At that point, even though we've allocated the new blocks and copied, if the atomic write to set the new next_block fails, we won't have any data inconsistencies. It'll still point to the next block properly. If we have an error when constructing the replacement block, no worries because we weren't mutating data in-place.

What happens to the old blocks though? We will need to have a freelist block that contains all of the blocks that are free within the system. With this system we won't always have to allocate more space when requesting new blocks: we can overwrite old blocks.

Of course, this runs into the whole ACID consideration when implementing the freelist.
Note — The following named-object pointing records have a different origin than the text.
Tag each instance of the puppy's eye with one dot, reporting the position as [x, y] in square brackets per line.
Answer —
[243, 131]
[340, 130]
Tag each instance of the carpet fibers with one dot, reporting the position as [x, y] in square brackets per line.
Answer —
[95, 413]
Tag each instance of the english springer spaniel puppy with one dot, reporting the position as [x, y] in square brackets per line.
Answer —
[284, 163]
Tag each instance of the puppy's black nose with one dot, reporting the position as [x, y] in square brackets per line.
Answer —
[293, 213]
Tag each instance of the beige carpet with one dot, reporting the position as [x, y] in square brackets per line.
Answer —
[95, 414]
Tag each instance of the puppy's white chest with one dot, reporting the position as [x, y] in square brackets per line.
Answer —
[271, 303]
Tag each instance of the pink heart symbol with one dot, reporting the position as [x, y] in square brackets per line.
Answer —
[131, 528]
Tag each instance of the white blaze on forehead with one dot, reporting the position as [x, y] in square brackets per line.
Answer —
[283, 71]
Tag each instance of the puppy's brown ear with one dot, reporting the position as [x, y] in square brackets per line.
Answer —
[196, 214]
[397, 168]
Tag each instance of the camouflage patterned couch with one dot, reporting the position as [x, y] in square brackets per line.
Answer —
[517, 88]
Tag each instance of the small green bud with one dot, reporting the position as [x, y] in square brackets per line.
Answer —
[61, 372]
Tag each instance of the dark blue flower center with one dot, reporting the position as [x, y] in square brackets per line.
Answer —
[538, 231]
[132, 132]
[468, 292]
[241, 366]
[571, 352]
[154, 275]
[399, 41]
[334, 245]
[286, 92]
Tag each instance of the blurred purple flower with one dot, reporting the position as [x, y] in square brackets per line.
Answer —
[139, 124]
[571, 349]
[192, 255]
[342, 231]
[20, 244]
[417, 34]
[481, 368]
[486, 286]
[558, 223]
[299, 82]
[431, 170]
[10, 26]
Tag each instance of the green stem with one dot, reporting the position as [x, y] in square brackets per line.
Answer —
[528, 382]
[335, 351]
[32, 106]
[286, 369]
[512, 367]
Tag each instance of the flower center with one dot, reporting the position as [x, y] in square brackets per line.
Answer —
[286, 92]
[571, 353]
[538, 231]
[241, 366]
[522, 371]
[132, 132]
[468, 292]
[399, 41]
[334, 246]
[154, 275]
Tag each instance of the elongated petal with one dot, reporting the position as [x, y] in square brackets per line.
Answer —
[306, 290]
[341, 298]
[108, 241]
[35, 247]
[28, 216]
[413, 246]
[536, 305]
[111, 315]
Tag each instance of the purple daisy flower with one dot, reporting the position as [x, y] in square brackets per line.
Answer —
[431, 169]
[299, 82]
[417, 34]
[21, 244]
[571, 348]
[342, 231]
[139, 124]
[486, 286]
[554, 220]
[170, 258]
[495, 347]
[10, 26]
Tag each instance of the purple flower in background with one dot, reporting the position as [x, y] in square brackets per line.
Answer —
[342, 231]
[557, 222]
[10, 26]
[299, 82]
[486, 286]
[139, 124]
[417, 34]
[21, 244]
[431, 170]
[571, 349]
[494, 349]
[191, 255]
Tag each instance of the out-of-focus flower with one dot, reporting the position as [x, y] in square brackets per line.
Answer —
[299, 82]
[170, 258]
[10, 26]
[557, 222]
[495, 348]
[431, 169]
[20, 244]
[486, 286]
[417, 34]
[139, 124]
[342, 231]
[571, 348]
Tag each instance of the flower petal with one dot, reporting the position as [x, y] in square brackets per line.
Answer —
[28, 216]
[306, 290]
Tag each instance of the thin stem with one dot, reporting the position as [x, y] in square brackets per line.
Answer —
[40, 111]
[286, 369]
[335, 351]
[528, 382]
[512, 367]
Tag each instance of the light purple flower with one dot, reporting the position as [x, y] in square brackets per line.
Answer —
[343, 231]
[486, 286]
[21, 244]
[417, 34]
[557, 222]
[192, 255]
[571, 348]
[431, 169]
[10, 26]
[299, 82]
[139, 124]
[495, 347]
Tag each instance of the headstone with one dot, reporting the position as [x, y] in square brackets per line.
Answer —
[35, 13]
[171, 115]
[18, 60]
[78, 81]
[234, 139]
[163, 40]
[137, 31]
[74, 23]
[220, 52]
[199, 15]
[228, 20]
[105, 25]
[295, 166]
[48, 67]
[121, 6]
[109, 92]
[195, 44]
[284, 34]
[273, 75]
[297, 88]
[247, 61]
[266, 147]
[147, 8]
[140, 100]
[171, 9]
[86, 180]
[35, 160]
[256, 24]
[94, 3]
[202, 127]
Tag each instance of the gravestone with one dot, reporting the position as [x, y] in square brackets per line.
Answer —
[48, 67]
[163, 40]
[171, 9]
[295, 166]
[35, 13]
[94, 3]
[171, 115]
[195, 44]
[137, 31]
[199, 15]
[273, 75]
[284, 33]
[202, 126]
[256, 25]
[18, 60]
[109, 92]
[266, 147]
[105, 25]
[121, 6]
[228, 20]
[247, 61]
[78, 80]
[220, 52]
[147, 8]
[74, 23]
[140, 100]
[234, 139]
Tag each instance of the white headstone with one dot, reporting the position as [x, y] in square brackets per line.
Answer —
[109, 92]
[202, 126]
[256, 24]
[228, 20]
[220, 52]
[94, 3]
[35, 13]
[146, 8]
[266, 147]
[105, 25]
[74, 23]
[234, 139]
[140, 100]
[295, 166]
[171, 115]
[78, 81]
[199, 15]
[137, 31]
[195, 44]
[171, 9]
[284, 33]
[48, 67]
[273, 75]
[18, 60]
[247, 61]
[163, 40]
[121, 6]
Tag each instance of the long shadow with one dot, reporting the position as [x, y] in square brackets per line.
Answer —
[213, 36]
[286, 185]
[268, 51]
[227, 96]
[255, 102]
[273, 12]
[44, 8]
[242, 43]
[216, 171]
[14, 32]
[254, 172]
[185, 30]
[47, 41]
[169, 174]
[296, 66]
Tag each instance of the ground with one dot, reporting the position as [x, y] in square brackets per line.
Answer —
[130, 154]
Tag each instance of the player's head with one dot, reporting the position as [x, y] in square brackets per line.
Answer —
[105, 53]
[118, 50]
What if writing to the freelist fails? Do we want the freelist blocks to be immutable?

I/O concepts

Creates

This one will be the easiest. Copy the block like we discuss in immutability of blocks above, add the new record, update the previous blocks pointer.

Deletes

I'm doing this one before updates, for reasons that will soon be clear.

So somehow I want to have a tombstone file. What that means is that when we delete a record, it isn't actually deleted from the disk. Instead, we only record that it was deleted. Every time we do a query from that point onwards, we ignore the ones in the tombstone. Finally, if the tombstone becomes too big, we can "vacuum" it, where we recreate the table without the deleted rows.

Updates

If we're updating a row, I'd rather delete the old records, and insert the modified ones anew. This seems conceptually simple. There are probably some gains to be had.

License

This project is under the MIT license.